I wish “Scream 7” had been that much fun. In the new edition, which is playing in theaters, everything old is trying to be new again. Well, sort of new. Like a well-worn carpet, the tread marks are present, but the trail doesn’t take you anywhere particularly interesting. Throughout the entire 114-minute length of the feature, I kept silently encouraging it to go somewhere unique, somewhere that would invigorate the franchise.
Campbell’s Sidney is married to police officer Mark Evans (Joel McHale). They have a teenage daughter named Tatum (Isabel May), who will be the focus of the return of Ghostface and all of the murderous elements that are part and parcel of the series. The screenplay, by the aforementioned Williamson, who also directs, and Guy Busick, has some specific guidelines to follow, which it does. This is primarily a movie in which a fresh bunch of young people is still going to be severed by gleaming knives because, let’s face facts, you can’t have a slasher movie without some slashing.
The enjoyable commentary about horror movies is ever-present, and because the characters know all about what went down in Woodboro and its surroundings in the previous “Scream” films, it doesn’t take long before they realize they are trapped in a cycle of cinematic violence. Alas, the details of the plot aren’t much different from the details that characters and moviegoers experienced in the other six pictures. There is a bit more humor and less dread, but very little revs up to properly energetic proportions. One cliche that could have been handled better is the conflict between mother Sidney and daughter Tatum. The teen angst material lacks anything new and adds very little to the history of relationships between parents and their children.
Bringing “Scream 7” to the screen was not without its problems, including the firing of actress Melissa Barrera, who was going to be playing a new heroine named Sam. She was let go after tweeting about Gaza. Then co-star Jenna Ortega and the new film’s director, Christopher Landon, left the production, which resulted in some chaos. Back to square one and the return of Williamson (who also wrote editions 2 and 4) and Busick (co-writer of the fifth and sixth entries). It was decided that money be damned, Sidney had to return. For you trivia fans, Landon is the son of actor Michael Landon, who played Little Joe Cartwright on television’s “Bonanza.”

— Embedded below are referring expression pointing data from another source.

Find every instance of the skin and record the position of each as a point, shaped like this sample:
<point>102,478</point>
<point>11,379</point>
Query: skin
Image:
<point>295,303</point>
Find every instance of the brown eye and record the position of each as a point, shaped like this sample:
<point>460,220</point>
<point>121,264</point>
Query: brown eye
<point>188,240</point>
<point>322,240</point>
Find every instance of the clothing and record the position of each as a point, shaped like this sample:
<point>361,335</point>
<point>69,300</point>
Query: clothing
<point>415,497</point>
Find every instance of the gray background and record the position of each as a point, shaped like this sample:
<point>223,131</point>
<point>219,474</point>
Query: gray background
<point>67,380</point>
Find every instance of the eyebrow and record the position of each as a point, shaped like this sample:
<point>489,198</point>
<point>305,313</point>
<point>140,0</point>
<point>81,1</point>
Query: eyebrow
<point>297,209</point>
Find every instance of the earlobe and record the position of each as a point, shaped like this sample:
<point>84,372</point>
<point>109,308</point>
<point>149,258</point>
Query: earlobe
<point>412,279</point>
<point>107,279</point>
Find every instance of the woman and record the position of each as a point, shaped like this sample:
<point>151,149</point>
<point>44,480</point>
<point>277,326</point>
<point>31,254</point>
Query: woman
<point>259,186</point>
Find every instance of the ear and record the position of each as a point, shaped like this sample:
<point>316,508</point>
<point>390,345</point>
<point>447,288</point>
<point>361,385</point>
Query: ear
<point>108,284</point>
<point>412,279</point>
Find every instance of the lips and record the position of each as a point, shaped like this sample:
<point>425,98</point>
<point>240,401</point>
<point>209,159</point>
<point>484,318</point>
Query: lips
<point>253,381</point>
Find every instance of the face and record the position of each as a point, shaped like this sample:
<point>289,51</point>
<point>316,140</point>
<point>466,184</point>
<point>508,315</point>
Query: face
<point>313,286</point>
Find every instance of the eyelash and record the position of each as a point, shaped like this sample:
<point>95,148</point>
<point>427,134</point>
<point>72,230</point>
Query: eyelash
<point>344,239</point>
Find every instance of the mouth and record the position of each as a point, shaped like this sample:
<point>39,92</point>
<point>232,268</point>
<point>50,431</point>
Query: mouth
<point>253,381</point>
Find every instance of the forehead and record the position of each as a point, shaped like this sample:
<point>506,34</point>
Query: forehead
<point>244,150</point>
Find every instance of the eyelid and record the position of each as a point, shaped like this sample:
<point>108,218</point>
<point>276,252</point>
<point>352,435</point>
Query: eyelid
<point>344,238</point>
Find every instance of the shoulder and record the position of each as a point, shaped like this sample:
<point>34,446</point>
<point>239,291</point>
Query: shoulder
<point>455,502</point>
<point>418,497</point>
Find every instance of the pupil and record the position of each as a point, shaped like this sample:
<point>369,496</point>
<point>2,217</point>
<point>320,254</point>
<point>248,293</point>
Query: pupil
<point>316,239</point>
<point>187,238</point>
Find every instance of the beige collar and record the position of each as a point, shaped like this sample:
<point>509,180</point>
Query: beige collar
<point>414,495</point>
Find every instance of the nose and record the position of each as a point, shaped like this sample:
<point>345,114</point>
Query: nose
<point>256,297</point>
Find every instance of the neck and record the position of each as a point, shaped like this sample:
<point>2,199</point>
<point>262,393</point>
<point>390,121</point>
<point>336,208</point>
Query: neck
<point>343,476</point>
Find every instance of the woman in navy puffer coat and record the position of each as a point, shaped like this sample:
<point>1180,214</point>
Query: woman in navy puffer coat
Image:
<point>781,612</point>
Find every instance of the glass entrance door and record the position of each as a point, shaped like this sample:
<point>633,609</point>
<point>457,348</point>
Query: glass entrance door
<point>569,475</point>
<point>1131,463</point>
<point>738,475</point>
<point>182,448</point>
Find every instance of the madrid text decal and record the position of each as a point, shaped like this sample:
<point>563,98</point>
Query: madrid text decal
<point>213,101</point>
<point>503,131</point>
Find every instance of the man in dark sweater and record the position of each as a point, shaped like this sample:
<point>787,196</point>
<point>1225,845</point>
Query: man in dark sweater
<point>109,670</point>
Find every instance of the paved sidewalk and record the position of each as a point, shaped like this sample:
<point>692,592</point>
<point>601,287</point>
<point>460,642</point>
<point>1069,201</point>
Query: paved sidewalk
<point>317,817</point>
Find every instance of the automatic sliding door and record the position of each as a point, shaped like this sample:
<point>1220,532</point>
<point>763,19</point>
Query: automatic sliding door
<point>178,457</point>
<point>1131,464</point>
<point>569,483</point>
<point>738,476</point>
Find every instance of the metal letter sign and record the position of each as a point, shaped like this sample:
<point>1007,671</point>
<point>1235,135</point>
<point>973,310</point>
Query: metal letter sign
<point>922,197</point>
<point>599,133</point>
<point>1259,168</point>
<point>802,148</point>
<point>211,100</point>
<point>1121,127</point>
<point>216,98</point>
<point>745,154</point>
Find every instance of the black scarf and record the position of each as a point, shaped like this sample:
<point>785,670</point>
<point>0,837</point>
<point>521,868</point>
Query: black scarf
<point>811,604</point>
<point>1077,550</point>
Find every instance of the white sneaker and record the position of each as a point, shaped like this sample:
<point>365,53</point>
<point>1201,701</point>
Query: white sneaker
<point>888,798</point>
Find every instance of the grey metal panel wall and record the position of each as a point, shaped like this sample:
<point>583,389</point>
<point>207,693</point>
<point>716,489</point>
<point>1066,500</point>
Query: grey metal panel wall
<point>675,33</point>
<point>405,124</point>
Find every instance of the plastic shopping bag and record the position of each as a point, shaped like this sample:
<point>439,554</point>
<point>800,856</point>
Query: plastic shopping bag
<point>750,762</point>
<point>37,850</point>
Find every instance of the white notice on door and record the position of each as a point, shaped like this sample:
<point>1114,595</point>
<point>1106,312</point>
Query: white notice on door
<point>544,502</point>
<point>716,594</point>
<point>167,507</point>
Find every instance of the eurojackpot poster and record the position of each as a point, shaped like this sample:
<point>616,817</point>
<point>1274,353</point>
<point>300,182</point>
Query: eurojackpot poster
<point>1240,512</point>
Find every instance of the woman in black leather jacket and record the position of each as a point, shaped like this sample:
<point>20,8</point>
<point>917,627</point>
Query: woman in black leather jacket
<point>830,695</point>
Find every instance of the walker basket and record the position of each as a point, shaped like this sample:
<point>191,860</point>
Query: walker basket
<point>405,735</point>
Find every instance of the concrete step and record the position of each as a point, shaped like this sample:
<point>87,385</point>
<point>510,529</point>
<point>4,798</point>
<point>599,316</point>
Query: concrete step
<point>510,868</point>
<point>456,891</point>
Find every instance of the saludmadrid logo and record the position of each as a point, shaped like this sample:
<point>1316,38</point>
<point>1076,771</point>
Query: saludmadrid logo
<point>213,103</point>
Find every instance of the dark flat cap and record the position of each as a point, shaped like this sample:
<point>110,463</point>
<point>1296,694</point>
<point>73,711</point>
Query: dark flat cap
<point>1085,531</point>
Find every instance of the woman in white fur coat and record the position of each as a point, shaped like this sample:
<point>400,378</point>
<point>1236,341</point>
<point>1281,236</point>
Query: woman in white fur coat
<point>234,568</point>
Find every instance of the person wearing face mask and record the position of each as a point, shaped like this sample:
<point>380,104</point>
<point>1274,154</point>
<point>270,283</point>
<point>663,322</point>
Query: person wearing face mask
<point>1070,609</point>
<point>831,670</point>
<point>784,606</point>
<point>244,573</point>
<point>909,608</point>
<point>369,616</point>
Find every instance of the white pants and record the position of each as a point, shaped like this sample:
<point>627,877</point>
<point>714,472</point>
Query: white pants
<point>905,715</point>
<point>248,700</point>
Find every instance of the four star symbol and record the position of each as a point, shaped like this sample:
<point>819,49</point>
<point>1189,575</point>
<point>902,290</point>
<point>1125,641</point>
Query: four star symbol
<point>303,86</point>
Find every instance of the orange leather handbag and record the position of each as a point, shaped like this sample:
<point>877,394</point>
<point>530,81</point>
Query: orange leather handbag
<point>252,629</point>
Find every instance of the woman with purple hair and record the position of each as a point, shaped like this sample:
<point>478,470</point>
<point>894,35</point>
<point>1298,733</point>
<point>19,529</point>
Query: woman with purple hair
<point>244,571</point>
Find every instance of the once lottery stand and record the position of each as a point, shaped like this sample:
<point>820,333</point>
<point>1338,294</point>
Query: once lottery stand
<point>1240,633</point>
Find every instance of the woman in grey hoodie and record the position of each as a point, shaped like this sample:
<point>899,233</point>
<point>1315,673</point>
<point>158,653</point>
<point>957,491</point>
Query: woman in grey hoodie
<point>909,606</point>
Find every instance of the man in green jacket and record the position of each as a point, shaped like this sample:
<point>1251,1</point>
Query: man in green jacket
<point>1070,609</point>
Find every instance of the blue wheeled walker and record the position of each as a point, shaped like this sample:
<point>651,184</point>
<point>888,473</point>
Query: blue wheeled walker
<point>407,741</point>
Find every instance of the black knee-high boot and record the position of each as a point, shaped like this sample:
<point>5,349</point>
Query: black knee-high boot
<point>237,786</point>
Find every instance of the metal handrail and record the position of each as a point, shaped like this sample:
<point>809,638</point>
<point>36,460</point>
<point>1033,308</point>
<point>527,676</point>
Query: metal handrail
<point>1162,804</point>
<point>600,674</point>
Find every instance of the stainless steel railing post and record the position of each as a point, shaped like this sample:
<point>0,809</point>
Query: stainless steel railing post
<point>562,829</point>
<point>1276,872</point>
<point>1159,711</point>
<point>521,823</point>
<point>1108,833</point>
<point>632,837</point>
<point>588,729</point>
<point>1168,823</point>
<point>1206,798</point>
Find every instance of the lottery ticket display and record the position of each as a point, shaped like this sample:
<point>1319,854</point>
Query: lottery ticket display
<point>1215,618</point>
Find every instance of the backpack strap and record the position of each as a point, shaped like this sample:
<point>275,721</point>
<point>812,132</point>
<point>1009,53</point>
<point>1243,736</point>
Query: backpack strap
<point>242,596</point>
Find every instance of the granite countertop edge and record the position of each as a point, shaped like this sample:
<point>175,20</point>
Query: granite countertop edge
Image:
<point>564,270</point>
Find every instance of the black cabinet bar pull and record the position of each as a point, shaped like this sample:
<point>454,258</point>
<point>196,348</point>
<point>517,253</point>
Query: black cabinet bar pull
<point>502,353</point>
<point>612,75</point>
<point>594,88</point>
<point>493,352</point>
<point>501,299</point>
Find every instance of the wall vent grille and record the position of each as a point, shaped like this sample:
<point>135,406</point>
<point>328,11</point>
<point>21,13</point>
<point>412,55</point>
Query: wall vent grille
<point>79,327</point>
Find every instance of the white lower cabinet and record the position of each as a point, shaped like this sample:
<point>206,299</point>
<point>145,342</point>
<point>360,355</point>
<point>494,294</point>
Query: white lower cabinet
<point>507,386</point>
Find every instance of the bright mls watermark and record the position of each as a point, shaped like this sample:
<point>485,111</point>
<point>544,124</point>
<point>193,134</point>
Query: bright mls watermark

“Scream 7” feels like a film that suffered because of the production issues. How else to explain all of the returning faces – very familiar faces at that – from previous franchise hits? Even the previously mentioned Cox, as journalist Gale Weathers pops in. There are moments when it feels as if you are in a wax museum. I won’t name the other performers, but these returnees are in their late 50s and early 60s, and they haven’t been given much to do. This negates the experience of bringing them back. More thought should have gone into their return. Smarter thinking would have utilized them better because there really are endless possibilities for twists and turns in the story. The first “Scream” was clever, witty, frightening, and superbly made; everything “Scream 7” is not. Williamson, whose work I like and whom I enjoyed interviewing in 1996, has delivered a repetitious ghost of what came before. It is nowhere near being a cut above the norm.